L’ARTICOLO IN HOME PAGE
«È finita? No. Qualche giorno dopo – continua Sabatini – compare sull’home page di MicroMega un pezzo in cui si parla proprio di quel genitore sessista che fa indossare alla figlia anche delle tutine rosa». È firmato dalla “collega” Befani e presenta la piccola disputa «in modo diverso dalla realtà dei fatti». L’articolo secondo Sabatini contiene «un giudizio. Dopo aver osservato una foto di nostra figlia e studiato le nostre reazioni, la blogger ha stabilito che mia moglie e io siamo maschilisti. Che le sue domande intelligenti non ce le eravamo poste mai, e che la sua irruzione in salotto ci ha disorientati a tal punto da lasciarci senza parole (che per certi versi è vero)». L’uomo non può credere ai suoi occhi, e lo spaesamento ben presto «lascia spazio all’arrabbiatura, una gran brutta arrabbiatura», perché «sulla home page di una testata del gruppo l’Espresso-La Repubblica si parla della tutina rosa di mia figlia di tre mesi e del nostro essere genitori, con delle basi semplicemente ridicole».
UN PROBLEMA SISTEMICO
Sabatini e sua moglie si sentono «invasi». «Qualcuno è piombato a casa mia a dirmi: dimostrami che non sei quello che ho estemporaneamente teorizzato che tu sia». Una sensazione opprimente amplificata dai commenti dei lettori all’articolo della Befani. Scrive Sabatini: «Non riesco a credere che degli estranei stiano pontificando sul sito di una testata nazionale del presente e futuro della bambina che, proprio mentre sto leggendo, mi dorme in braccio. Dei maltrattamenti e delle frustrazioni che subirà. Del fatto che io le metterò le mani addosso. Sono davvero sconvolto. Come è potuto accadere tutto questo? La tutina rosa, già». Ormai «la tutina rosa – conclude ironicamente lo sventurato padre – non è la tutina rosa. È un problema sistemico». Non se ne esce. «La verità è costruita ormai, e con essa il nemico, la realtà non conta più un fico secco».

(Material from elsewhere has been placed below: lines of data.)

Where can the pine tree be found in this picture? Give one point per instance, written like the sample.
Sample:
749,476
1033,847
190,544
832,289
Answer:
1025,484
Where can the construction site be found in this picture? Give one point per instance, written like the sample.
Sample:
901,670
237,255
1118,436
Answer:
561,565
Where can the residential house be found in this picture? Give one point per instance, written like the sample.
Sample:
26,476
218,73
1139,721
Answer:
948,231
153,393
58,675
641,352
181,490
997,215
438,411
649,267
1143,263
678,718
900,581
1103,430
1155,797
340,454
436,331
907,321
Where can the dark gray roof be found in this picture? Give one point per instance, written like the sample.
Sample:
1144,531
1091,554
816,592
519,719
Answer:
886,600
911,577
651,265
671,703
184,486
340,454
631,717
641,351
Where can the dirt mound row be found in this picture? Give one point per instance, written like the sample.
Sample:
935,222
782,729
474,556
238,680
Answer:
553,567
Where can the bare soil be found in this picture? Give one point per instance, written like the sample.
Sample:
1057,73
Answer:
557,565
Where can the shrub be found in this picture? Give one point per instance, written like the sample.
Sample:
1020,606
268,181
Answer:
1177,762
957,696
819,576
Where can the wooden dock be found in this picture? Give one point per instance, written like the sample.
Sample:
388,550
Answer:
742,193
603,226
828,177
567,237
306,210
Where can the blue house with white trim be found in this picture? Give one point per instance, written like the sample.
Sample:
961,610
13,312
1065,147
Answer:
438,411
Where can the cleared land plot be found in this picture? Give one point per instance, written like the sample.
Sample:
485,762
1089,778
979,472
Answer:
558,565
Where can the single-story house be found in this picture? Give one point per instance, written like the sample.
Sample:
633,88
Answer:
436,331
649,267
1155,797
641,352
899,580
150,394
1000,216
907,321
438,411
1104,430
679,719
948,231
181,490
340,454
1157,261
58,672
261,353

Sabatini di certo non si ricrederà sulle campagne “di genere”, ma una cosa l’ha capita: il suo «non è un caso particolare», l’ostinata ramanzina di cui è stato fatto oggetto è un piccolo ma perfetto emblema dell’«integralismo, la sensazione di avere in tasca le verità del mondo. Una roba che succede a tutti i fanatici, sempre uguale. Sarebbe soltanto noioso, se non riguardasse la tutina di mia figlia».